Another uncontrollable risk factor during pregnancy can be infection. Young and Zavatto say that “Any infection severe enough to produce prolonged high fever, an oral temperature over 101 degrees, can be a cause of miscarriage (Young and Zavatto, 2008, pg 235).” Gilbert says “Severe viral, bacterial, parasitic or fungal infection that causes viremia or bacteremia can also stimulate abortion (Gilbert, 2007, pg 312).” Uncontrolled systemic diseases like diabetes, systemic lupus, erythematosus, sickle cell anemia, hypertensive cardiovascular disease and thyroid imbalance can also cause miscarriage (Gilbert, 2007). Many do not know this, but a single umbilical artery alone can be a leading factor to miscarriage. Hypercoiling and thinning with consecutive constriction of the umbilical vessels can fatally damage the fetus (Horn, L., Faber, R., Stepan, H., Simon, E., Robel, R., & Wittekind, C.). A miscarriage complicated by the malformation of the umbilical cord occurs approximately 3 weeks earlier than in cases without a confirmed malformation. Also, Cahill says “Women who elected amniocentesis were more likely to experience a pregnancy loss than thos who did not (Cahill, 2009, pg 257)”. Amniocentesis is a medical procedure used in prenatal diagnosis of chromosomal abnormalities and fetal infections.

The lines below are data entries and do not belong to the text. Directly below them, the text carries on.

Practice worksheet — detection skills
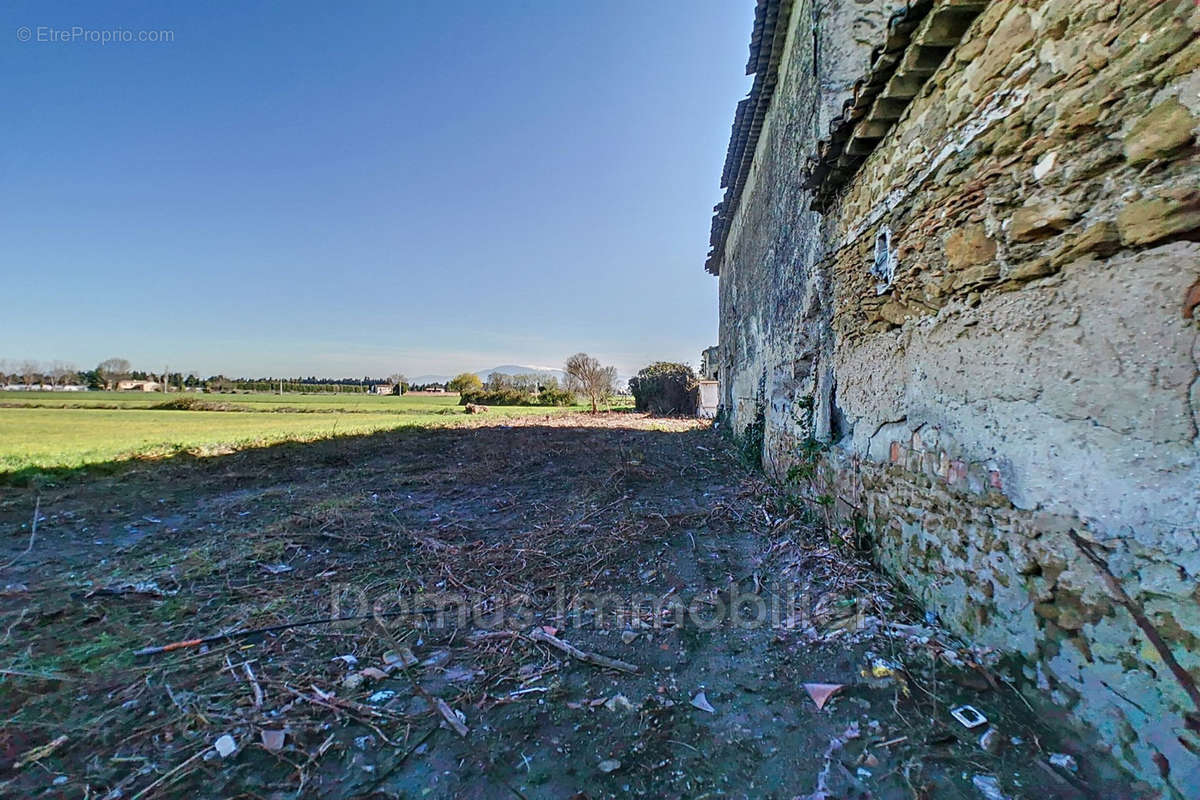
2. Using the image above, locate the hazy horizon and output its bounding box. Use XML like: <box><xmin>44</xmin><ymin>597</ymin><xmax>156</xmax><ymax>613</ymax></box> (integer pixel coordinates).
<box><xmin>0</xmin><ymin>0</ymin><xmax>754</xmax><ymax>375</ymax></box>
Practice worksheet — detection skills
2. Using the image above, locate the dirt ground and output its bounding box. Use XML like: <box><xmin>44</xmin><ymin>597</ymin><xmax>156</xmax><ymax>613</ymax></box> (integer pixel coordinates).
<box><xmin>0</xmin><ymin>414</ymin><xmax>1138</xmax><ymax>800</ymax></box>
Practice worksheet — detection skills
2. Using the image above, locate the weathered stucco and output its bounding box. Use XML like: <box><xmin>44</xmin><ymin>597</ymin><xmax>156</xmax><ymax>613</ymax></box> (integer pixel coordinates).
<box><xmin>719</xmin><ymin>0</ymin><xmax>1200</xmax><ymax>796</ymax></box>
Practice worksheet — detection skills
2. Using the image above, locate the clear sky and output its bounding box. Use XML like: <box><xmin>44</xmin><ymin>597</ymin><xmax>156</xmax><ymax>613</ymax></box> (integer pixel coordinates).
<box><xmin>0</xmin><ymin>0</ymin><xmax>754</xmax><ymax>375</ymax></box>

Many women fear that they will not be able to carry a baby full term once they have experienced a miscarriage. However, miscarriage is proven to be very common for women. Young and Zavatto say “About 25 percent of all pregnancies will miscarry (Young and Zavatto, 2008, pg 26).” Miscarriage is typically diagnosed early due to 95 percent of miscarriages occurring in the first trimester. There are some common symptoms related to miscarriage, pain in the lower abdomen, vaginal bleeding with or without passing tissue from the vagina, and cramps similar to strong menstrual cramps. It has been shown that after one miscarriage, the statistics are the same as though the woman had never miscarried. Only after in a row do physicians think about an underlying cause; and only after three recurrent miscarriages is there a statistical increase in the chance for another (Young and Zavatto, 2008). Young and Zavatto say “That even after three miscarriages in a row, there is still a 72 percent likelihood of a term pregnancy and a healthy baby the next time (Young and Zavatto, 2008, pg 33).”

Women experience a lot of guilt, shame, and remorse after experiencing a miscarriage. When conducted in an interview, Jessica Fowler said she felt as if she almost had post partum depression. Fowler said when the miscarriage first happened she blamed herself. She 13 years old, 5 months pregnant, and knew the sex of the baby when her miscarriage took place. She claims she was not well educated on what foods to eat to be healthy, how much weight gain was normal or the limit of everyday physical activity. Fowler also claims that she feels as though she was so young she did not know what questions to ask her health care provider. After have many test done after the miscarriage, Fowler claims she miscarried because her body was not mature enough to carry a fetus full term. Fowler said that is the only form of closure she has had from the miscarriage. Fowler is now 20 years old. She has no sign of pregnancy since the miscarriage but hopes to be pregnant again one day.

All in all, miscarriage is shown to be very common. It is very hard for the mother not to feel the guilt when she experiences a miscarriage. There are a lot of question that will run through her mind like “What did I do wrong?”,” Why did this happen to me?”, or “What can I do to prevent it the next time?” Pregnancy loss has many reasons. Some reasons can be controlled such as obesity, not smoking, not taking in drugs or alcohol, watching the caffeine intake, and avoiding toxic chemicals. Some reasons cannot be controlled such as hormonal, chromosomal and genetic factors. Also systemic infections such as viral, bacterial, parasitic or fungal infections may be uncontrollable causes of miscarriage. But it is important for women to understand that just because a woman miscarries once, does not mean that she can’t ever have children again. Miscarriage is a very common thing, and the likelihood of delivering a full term baby after one miscarriage is a good as if the first miscarriage never took place.